R. Como esclarece o STA, no Acórdão de 3 de Fevereiro de 1999, proferido no recurso n.° 015810 que «não pode ser rectificada a declaração do sujeito passivo e recorrer-se a estimativas e presunções para apurar o imposto, a partir de um exame à escrita que nada de irregular aponta» (cit.).

S. A conclusão formulada a final pela AT no Relatório Final de Inspecção não tem como base uma qualquer limitação válida ou sequer compreensível ao direito da Recorrente de ser tributada de acordo com o seu lucro real, representando, ao invés, um claríssima violação deste mesmo Principio Constitucional.

T. A interpretação que a Administração parece fazer do artigo 23." do Código do IRC, na sua redacção em vigor à data dos factos, no sentido de este permitir que sejam acrescidos ao lucro tributável da Recorrente os juros que presumivelmente teriam sido cobrados às suas subsidiárias (conforme calculados pela AT e sem qualquer base na contabilidade da Recorrente), ao invés de serem simplesmente desconsiderados os gastos incorridos com os juros efectivamente suportados nos empréstimos alegadamente contraídos para financiar essas mesmas subsidiárias, mostra-se INCONSTITUCIONAL por violação do direito das empresas da Tributação pelo Lucro Real, nos termos que este verte do artigo 104.º, n.º 2, da Constituição, o que desde já se argui para todos os efeitos legais.

U. A liquidação de juros compensatórios apenas seria possível se se considerasse que é devido o imposto em crise, o que já vimos não poder justificar-se ou ter qualquer base legal.

V. Não se verifica nexo de causalidade adequada entre a actuação do contribuinte e o retardamento da liquidação nem a censurabilidade, a título de dolo ou negligencia, da conduta do contribuinte.

W. Não deverá ser imputada responsabilidade por juros compensatórios caso o atraso na liquidação e respectivo reembolso de recebimento alegadamente indevido seja provocado pela conduta do contribuinte e seja errónea a sua posição, mas ele tenha actuado de boa fé e o erro seja desculpável.

X. Como resulta da jurisprudência do Acórdão do STA de 3 de Novembro de 2009, proferido no processo n.° 0961/08, ainda que se considere ser erróneo o entendimento do Recorrente sempre se diria que esse erro resulta de simples divergência, não culposa e que não permitem alegar da existência de dolo ou negligência.

Y. A liquidação de juros compensatórios de que a Recorrente foi alvo é absolutamente ilegal, por erro sobre os pressupostos de facto e direito da imputação da responsabilidade por juros compensatórios e deve ser anulada.

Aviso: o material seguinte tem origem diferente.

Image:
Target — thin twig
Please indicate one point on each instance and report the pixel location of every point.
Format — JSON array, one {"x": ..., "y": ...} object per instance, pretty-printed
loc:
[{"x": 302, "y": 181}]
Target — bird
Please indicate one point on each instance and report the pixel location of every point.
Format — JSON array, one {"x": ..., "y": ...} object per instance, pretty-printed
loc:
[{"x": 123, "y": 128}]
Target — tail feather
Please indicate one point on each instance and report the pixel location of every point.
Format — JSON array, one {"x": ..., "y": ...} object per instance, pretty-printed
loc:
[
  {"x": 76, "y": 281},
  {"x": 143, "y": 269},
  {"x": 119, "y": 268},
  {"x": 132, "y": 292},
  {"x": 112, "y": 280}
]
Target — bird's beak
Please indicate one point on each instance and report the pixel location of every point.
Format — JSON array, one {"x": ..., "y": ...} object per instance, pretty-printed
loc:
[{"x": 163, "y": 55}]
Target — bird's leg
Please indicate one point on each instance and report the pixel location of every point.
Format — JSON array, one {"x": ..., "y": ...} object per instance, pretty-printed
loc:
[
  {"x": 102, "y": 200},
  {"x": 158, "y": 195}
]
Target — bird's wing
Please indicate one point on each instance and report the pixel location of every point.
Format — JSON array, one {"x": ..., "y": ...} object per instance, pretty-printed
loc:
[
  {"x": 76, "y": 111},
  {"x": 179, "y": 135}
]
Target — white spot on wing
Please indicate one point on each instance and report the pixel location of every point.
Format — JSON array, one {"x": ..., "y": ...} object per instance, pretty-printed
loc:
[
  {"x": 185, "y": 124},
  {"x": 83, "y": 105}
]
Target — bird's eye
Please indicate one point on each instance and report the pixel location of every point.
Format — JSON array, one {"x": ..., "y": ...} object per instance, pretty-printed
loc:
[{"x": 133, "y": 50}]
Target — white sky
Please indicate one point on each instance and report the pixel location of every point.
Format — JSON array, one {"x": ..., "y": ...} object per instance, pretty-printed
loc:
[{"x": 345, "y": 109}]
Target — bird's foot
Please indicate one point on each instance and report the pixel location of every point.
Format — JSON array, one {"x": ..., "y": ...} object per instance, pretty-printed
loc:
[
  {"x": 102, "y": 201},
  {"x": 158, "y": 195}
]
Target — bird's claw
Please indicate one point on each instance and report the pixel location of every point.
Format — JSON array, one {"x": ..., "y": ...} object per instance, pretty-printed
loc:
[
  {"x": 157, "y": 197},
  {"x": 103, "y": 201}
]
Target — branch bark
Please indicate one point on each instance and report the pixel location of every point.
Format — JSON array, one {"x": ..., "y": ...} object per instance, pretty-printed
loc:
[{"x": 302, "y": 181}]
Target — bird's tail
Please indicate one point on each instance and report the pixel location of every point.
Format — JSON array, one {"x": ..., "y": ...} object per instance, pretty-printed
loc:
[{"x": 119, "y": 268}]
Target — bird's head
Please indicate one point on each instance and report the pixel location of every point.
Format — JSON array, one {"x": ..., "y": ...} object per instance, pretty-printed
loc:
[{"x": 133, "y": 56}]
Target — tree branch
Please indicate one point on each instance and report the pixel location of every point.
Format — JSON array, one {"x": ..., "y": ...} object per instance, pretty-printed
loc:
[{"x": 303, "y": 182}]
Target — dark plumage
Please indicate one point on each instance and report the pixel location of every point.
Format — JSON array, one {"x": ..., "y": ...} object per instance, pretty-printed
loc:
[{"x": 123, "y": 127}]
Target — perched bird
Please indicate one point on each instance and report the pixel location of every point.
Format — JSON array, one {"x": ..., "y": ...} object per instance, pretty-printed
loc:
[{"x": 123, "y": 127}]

Termos em que deve a sentença recorrida ser revogada na parte objecto do presente recurso, com as devidas consequências legais, designadamente: a) anulação da liquidação adicional efectuada relativamente ao exercício de 1998, no que respeita à correcção referente aos juros suportados pela Recorrente e derivados de empréstimos contraídos em 1998 (no montante de € 543.978,39); b) pagamento de juros indemnizatórios sobre os montantes indevidamente pagos.” *** Notificada da interposição de recurso pela B…, o DRFP não apresentou contra-alegações.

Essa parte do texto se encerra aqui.